I also teach a block of CA intervention. Using the RtI (Response to Intervention) model, I use my student data to regularly reteach, or clear up misunderstandings to students who for whatever reason are not mastering a particular concept. They are reassessed in those areas, and if they master, they don’t stay any longer than necessary. I carefully follow their progress through the year to see if they are improving in the areas they are lacking. For some, this makes a huge difference, and they will make gains to bring them up to grade level. For others, gains may not be made, but they haven’t fallen through the cracks either. The extra small group instruction goes a long way to helping them in other ways, like building a stronger relationship with their teacher, and learning to cope with and handle frustrations.
Along with all of this, I still try to make my lessons and teaching engaging and interesting, plus I try to add in things that would be fun like my Back to the Future media lesson, where students end up creating a movie storyboard from a selection in a book.
I’m not sure how more accountable I can be. I know where and when I’ve succeeded because I have the data to back it up. I know when and where I’ve failed because I have the data to back it up. I know which direction I need to go in when I fail because I have data to help me focus on what I need to do. I believe that my administrators have ample evidence to know whether I am an effective and successful teacher, and I trust that they will fulfill their duties and responsibilities IF I or another teacher were not “making the grade,” so to speak, and take the measures they need to ensure that either I improved in areas that I was lacking or that I was let go.
This will be my 7th year teaching. I make less than $35,000 a year, and have been frozen for 3 years. I still have over $15,000 in student loans I’m paying off. During the school year, I get to school by 7:50 a.m. most days, am lucky if I leave by 5 or 6 p.m., and usually spend at least 5-6 hours on Saturday or Sunday to keep up with what I have to do. I don’t tell you this to complain; it’s my reality (as well as many other teachers). I CHOSE to teach, I love to teach, and I am proud to be a teacher.
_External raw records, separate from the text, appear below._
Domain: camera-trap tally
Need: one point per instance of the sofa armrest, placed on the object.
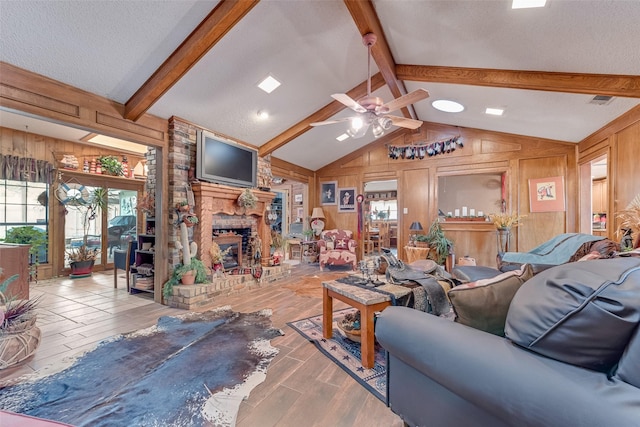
(511, 383)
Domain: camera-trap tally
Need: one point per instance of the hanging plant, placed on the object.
(247, 200)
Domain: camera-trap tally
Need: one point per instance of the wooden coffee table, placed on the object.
(368, 302)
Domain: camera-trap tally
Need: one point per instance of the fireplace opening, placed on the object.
(238, 240)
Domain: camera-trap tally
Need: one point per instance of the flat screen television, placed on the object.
(225, 162)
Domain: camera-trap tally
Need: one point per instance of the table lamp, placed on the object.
(317, 223)
(414, 229)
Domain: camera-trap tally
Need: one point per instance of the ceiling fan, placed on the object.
(372, 110)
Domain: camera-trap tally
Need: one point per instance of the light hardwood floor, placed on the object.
(303, 387)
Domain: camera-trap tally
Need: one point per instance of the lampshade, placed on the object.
(415, 226)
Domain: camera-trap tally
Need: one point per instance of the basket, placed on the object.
(18, 342)
(353, 334)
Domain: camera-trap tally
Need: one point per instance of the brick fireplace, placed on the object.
(217, 208)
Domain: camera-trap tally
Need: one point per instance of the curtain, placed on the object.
(24, 169)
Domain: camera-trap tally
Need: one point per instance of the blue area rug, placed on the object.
(190, 370)
(346, 353)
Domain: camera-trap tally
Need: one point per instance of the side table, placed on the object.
(368, 302)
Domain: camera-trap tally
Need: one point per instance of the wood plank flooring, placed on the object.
(303, 387)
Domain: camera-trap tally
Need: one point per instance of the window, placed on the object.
(24, 214)
(384, 210)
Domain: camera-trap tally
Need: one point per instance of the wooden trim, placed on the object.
(630, 117)
(593, 84)
(367, 21)
(209, 32)
(329, 110)
(31, 93)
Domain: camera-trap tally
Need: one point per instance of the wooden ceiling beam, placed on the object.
(592, 84)
(222, 18)
(367, 21)
(326, 112)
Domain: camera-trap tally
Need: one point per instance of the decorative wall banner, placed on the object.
(420, 151)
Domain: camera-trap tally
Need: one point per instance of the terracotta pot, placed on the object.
(80, 268)
(188, 278)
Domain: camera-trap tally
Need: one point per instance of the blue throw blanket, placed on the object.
(556, 251)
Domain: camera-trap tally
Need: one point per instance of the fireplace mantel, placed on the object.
(214, 199)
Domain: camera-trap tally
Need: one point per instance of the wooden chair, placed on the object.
(123, 260)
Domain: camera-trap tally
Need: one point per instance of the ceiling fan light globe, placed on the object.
(357, 123)
(378, 131)
(385, 123)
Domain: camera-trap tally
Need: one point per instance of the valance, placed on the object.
(24, 169)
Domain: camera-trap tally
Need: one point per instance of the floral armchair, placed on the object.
(337, 247)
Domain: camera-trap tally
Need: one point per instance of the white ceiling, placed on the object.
(314, 48)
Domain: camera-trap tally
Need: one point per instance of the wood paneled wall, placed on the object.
(620, 142)
(519, 157)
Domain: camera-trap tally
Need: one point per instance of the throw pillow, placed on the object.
(579, 313)
(342, 244)
(484, 304)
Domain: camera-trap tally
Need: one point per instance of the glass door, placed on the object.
(121, 221)
(82, 227)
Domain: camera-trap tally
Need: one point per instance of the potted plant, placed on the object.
(277, 243)
(187, 274)
(183, 206)
(19, 337)
(111, 165)
(190, 220)
(82, 258)
(30, 235)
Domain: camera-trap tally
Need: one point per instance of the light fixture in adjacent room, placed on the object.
(414, 229)
(317, 223)
(494, 111)
(269, 84)
(527, 4)
(447, 106)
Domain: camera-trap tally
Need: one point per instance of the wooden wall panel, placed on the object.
(539, 227)
(625, 165)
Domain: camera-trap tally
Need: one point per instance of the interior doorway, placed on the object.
(380, 210)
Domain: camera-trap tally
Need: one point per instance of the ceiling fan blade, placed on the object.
(403, 101)
(347, 101)
(403, 122)
(330, 122)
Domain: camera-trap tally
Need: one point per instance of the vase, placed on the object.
(503, 237)
(188, 278)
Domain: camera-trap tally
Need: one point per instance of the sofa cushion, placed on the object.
(580, 313)
(628, 367)
(484, 304)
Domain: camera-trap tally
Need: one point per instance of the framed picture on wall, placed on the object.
(328, 191)
(547, 194)
(347, 199)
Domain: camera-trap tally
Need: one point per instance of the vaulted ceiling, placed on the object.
(202, 61)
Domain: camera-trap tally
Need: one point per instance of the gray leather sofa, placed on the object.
(571, 356)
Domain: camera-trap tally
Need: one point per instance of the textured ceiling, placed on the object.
(314, 48)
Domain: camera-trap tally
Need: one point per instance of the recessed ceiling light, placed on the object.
(447, 106)
(526, 4)
(269, 84)
(494, 111)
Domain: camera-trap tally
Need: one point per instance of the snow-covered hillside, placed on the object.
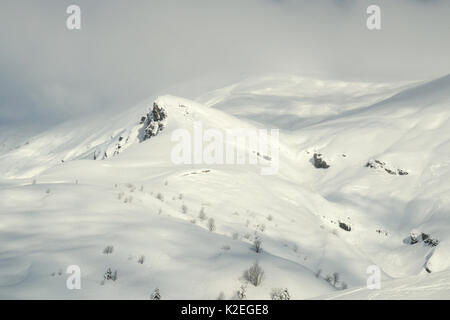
(102, 181)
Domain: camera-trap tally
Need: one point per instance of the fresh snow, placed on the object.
(60, 207)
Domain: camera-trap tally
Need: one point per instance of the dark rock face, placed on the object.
(377, 164)
(154, 121)
(345, 226)
(427, 240)
(318, 162)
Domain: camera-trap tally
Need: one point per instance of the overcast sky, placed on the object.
(127, 51)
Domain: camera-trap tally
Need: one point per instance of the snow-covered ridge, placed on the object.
(314, 222)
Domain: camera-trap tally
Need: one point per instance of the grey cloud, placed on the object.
(129, 50)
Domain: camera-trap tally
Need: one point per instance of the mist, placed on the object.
(127, 51)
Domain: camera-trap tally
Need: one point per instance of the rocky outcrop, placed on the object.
(377, 164)
(318, 162)
(423, 237)
(345, 226)
(154, 121)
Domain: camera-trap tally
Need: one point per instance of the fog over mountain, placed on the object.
(128, 51)
(271, 149)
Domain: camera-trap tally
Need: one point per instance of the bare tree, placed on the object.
(211, 225)
(254, 274)
(257, 245)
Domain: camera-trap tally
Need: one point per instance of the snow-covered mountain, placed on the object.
(109, 181)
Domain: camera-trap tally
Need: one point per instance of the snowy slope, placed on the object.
(434, 286)
(138, 201)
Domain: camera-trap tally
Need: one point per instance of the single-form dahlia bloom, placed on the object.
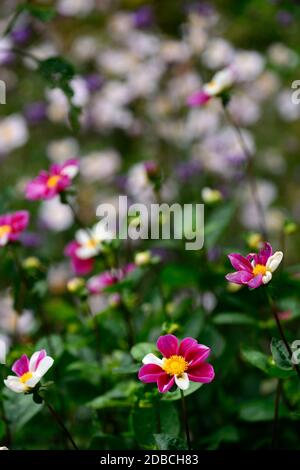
(220, 82)
(12, 225)
(81, 267)
(255, 269)
(90, 242)
(50, 183)
(97, 284)
(28, 372)
(180, 364)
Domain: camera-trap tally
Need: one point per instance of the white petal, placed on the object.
(82, 237)
(274, 261)
(33, 361)
(267, 278)
(13, 383)
(3, 239)
(182, 381)
(84, 252)
(70, 171)
(152, 359)
(44, 366)
(33, 381)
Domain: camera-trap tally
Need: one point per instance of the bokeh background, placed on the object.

Bravo Michelle! You read my mind. Hold me accountable for what I do or fail to do. We can not guarantee outcomes for students. They have to do the work. We help, we guide, we use the best methods we can. I wish some of these “miracle workers” would share their secrets. (I know the Rhee’s and others have no ethical secrets.) All we can do is our best. I too use these methods as well as after school and summer reading groups and clubs. One of my M.A.’s is in Linguistics. Reading is the hardest subject to remediate.
@ K Spradlin
I have suggested on several posts here that a peer evaluation system, something like what is done in higher education, might be effective in K-12. That suggestion has never gotten much traction here. In a post about National Board certification, Warren said “And let’s be honest, we all know who the best teachers are in every building and in every district.” If that is true, it seems that peer evaluation would work. Do you think it would be a good solution to the evaluation and merit pay issue?